NASA Armstrong Flight Research Center’s Flight Loads Laboratory completed structural evaluations on a modified Gulfstream G-III aircraft that will serve as a test bed for the Adaptive Compliant Trailing Edge (ACTE) project. The loads tests assisted engineers in predicting the levels of structural stress the airplane will likely experience during ACTE research flights. And for the first time, some unusual hardware aided the process: the aircraft was supported by three large inflatable airbags during the tests.

NASA's G-III flying testbed aircraft rests on three airbags in preparation for loads testing in NASA Armstrong's Flight Loads Lab.

ACTE project researchers have replaced the airplane’s conventional aluminum flaps with advanced, shape-changing assemblies that form continuous conformal surfaces with no visible gaps. The advanced flexible trailing-edge wing flaps have the potential to improve aircraft aerodynamic and fuel-use efficiency and reduce airport-area noise generated during takeoff and landing.

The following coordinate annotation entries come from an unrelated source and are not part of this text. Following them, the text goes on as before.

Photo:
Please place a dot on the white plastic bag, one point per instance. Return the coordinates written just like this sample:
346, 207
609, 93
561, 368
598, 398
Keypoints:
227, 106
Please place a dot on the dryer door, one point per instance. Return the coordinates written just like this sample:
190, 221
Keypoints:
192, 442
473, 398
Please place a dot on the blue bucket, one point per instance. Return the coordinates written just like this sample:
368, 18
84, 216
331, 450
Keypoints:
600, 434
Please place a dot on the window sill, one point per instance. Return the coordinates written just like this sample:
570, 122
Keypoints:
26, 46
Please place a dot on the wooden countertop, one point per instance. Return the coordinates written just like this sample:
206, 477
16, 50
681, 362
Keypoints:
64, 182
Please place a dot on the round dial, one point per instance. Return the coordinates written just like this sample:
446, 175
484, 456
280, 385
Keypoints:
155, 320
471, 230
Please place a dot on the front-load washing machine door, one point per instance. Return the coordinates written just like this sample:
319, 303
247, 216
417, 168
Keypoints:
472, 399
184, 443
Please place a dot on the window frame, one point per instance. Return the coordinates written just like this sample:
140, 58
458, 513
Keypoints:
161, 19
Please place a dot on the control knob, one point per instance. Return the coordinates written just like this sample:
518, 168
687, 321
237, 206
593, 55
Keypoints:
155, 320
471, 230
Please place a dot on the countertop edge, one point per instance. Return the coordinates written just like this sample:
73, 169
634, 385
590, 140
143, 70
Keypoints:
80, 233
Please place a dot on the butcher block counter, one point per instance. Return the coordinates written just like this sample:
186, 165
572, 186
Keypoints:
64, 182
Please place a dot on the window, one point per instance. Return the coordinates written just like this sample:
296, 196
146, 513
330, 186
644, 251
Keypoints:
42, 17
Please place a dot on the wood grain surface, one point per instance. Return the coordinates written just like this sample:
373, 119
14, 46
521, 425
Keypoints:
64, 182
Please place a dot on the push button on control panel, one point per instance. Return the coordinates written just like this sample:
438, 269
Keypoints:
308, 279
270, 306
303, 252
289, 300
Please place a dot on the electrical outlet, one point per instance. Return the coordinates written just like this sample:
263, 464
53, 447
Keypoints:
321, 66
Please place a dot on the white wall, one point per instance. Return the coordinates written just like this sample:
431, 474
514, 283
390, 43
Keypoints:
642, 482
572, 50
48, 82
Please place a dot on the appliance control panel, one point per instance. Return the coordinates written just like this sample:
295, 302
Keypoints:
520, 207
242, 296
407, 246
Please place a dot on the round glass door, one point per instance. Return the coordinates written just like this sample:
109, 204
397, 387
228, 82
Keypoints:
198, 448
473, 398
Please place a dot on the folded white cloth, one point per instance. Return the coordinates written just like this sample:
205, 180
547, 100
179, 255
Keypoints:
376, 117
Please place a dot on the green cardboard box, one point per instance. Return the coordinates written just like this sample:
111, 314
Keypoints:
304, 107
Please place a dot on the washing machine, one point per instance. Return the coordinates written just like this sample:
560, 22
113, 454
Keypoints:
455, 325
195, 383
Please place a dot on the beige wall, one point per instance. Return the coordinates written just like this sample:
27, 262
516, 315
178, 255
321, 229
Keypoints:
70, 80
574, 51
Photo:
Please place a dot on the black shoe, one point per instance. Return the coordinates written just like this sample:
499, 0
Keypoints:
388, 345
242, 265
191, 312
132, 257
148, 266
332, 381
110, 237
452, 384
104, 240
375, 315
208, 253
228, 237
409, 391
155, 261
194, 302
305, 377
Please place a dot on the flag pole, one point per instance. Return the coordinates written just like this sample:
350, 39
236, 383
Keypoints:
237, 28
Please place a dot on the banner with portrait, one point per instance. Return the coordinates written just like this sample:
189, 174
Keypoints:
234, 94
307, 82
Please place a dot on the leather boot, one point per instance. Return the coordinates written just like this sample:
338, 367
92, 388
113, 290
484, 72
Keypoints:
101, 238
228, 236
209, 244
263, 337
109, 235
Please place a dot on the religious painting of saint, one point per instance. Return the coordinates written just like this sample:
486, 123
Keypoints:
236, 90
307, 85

Lifting the airplane off the loads lab floor with the three inflatable airbags, the first step in the testing process, helped isolate the airframe from any potential influence of the landing gear on strain-gage data. The airbags were positioned beneath the wings and aft fuselage to keep the main gear tires off the floor so that loading throughout the aircraft's center wing box structure remained constant. Once the G-III was properly positioned, lab technicians applied loads via hydraulic jacks positioned underneath the wings.